As mentioned before, the various sections of public health do not occur in a vacuum. In 2015, Researchers published their findings that refugees (due to civil war or other conflicts) experience health disparities at a greater rate than other populations13. On the horizon is a new type of refugee: climate refugees, people who have been forced out of their homes by environmental factors. Like other refugees, they will face barriers to health equity, and the field of public health will need to add resources to addressing these challenges.
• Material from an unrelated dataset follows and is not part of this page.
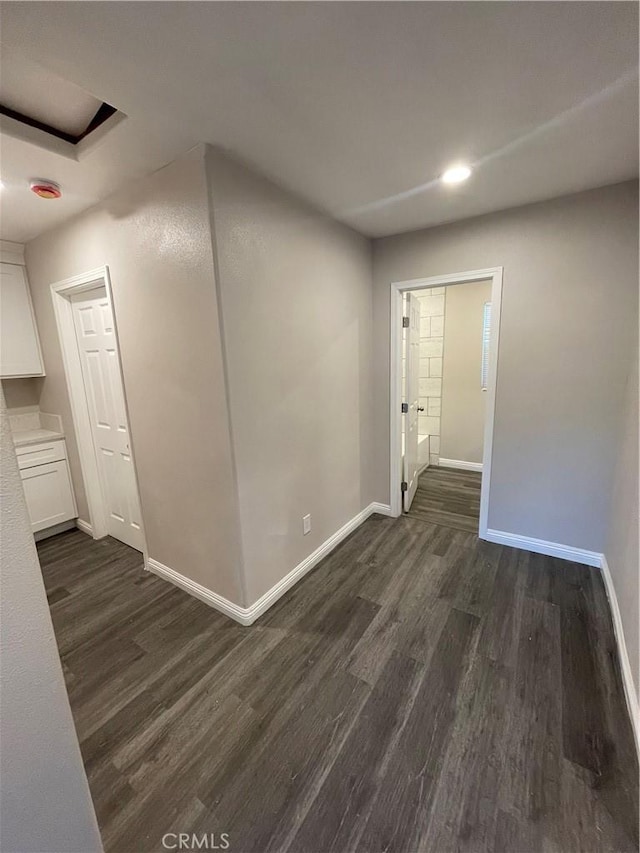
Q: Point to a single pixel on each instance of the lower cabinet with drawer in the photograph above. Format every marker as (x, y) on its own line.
(47, 484)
For all public health issues mentioned above, it is important to note that children, communities of color, and low-income communities are usually more heavily affected than other demographics.
Need for evaluation, research and assessment:
As public health departments, cities, towns, and hospitals encounter these new challenges caused by environmental factors, they will need to undertake needs assessments to inform the type of programs that would benefit their populations. Additionally, once programs are in place, they will need to be evaluated to ensure they are meeting the population’s needs, and to seek out areas of improvement. ICH has worked with local public health departments, the Massachusetts Department of Public Health, and hospitals in the past, working with a variety of data, from medical records claims, to the YBRS for social behavioral risk factors for health. As such, ICH’s previous work puts us in an excellent position to help other public health agencies plan, evaluate, and improve programs to reach their climate-change preparedness goals.